In a recent interview with Metal Hammer, Nita Strauss, the talented guitarist known for her work with Alice Cooper and Demi Lovato, shared a deeply personal story about her battles with alcohol and substance abuse. Despite appearing to have it all, Strauss opened up about the toll her addiction took on her life.
“I wouldn’t say I hit rock bottom,” Strauss said. “I’m not like Nikki Sixx, but I was a dangerous addict, because whether I was doing drugs or drinking, I was very highly functional. I was doing all these things that could have got me in trouble, but I never played a bad show, I was never falling-down sloppy.”
While she managed to keep her professional life intact, Strauss confessed that her addiction was insidious, affecting her personal life in ways she hadn’t anticipated. “But it was really insidious, because it was bleeding into my personal life,” she explained. “Some of the guys in the band had noticed it, but it took my partner Josh, who is now my husband, saying to me: ‘If you’re gonna be like this, I don’t know how long I’m going to be with you. I can’t watch you destroy your life like this.’ This was the highest point of my professional career so far, and it just seemed unfair – I couldn’t understand why I was getting picked on, and why I had to be boring and go to sleep early.”
Strauss admitted that when she first attempted to become sober, she did so on her own, rather than seeking help from organizations like Alcoholics Anonymous. Her shyness played a significant role in her reluctance to reach out for support. However, she now acknowledges that maintaining sobriety on the road presents its own set of challenges.

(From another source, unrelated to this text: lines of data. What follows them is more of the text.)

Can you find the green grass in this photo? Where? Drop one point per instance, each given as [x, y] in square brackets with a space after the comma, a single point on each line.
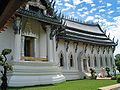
[72, 85]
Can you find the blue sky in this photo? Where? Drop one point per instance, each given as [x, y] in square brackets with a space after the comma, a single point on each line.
[107, 12]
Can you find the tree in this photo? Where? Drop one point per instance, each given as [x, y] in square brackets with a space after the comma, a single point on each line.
[6, 67]
[117, 61]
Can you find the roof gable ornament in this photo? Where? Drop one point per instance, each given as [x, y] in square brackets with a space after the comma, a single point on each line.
[109, 35]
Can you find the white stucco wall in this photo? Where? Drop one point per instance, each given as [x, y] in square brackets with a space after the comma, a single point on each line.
[7, 41]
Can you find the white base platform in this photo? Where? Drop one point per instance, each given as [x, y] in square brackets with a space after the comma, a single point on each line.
[30, 73]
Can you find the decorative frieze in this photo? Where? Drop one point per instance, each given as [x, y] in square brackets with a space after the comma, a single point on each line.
[92, 48]
[30, 34]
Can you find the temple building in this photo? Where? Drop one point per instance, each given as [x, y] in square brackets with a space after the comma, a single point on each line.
[48, 48]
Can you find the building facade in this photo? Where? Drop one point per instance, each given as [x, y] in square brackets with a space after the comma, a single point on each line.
[48, 49]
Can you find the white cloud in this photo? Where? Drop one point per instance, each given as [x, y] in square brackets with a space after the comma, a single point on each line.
[81, 9]
[92, 5]
[92, 10]
[70, 5]
[89, 18]
[88, 1]
[65, 9]
[110, 12]
[76, 2]
[65, 0]
[102, 10]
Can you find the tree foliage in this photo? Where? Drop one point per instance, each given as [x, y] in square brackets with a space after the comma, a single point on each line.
[117, 61]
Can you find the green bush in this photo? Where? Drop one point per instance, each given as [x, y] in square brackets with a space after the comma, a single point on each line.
[118, 79]
[113, 78]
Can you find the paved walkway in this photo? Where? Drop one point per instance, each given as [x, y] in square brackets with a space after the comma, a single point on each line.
[111, 87]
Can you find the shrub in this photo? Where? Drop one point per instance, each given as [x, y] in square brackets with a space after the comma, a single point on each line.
[92, 71]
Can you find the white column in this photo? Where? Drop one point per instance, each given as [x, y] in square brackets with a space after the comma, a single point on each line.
[49, 44]
[87, 64]
[92, 61]
[22, 45]
[82, 66]
[54, 49]
[17, 50]
[35, 47]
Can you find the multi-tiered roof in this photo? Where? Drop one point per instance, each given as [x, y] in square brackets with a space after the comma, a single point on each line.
[89, 33]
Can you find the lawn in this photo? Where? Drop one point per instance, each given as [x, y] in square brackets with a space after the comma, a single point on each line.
[72, 85]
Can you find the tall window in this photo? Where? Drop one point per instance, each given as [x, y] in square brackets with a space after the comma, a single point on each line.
[61, 60]
[89, 61]
[111, 61]
[71, 61]
[106, 61]
[29, 47]
[95, 62]
[101, 62]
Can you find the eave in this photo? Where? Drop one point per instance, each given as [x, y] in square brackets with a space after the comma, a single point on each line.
[38, 16]
[70, 38]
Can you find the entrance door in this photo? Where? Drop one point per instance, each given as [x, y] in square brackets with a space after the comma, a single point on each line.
[29, 47]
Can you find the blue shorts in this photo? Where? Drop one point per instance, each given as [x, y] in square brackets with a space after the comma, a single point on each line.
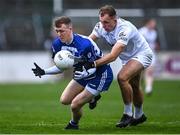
[100, 82]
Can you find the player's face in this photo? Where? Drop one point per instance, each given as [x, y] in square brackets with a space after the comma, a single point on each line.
[108, 22]
[64, 32]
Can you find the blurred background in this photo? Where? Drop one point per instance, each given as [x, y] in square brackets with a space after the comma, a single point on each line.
[26, 32]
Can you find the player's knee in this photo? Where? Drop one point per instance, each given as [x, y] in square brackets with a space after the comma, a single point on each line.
[121, 78]
[64, 101]
[75, 105]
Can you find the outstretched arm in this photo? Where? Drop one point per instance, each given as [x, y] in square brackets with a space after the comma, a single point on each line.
[38, 71]
[110, 57]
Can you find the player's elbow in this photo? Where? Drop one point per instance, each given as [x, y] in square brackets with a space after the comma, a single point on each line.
[113, 57]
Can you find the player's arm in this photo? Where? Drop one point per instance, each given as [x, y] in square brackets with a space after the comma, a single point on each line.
[116, 50]
[38, 71]
[93, 37]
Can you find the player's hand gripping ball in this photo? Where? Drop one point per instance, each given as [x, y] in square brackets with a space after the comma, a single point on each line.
[64, 59]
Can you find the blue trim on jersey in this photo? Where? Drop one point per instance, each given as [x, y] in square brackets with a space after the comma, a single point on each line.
[101, 82]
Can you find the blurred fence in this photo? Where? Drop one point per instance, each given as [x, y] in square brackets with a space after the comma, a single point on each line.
[26, 24]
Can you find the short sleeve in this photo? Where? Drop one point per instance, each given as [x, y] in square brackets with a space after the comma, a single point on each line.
[124, 35]
[97, 30]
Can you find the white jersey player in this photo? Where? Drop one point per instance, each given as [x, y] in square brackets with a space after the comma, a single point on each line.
[131, 47]
[150, 34]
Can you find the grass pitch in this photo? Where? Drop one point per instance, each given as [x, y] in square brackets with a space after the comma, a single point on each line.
[35, 109]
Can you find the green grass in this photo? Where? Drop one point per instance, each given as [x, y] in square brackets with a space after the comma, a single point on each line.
[35, 108]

“It is difficult, it really is,” she shared. “My husband still drinks, my friends still drink, Alice has been sober a long time but he doesn’t mind if people drink, so there’s bottles of wine in the dressing room and bourbon on the tour bus. The only thing we do differently on my [solo] tour is that we don’t put alcohol on the rider and don’t stock it on the bus. People can have a beer on the bus, but I say, ‘Please don’t keep a bunch of beer on the bus.’ But it’s hard. It puts your ethics and morals into perspective – I have every opportunity to drink and no one would know, but sobriety, for me, is what you do when no one’s looking.”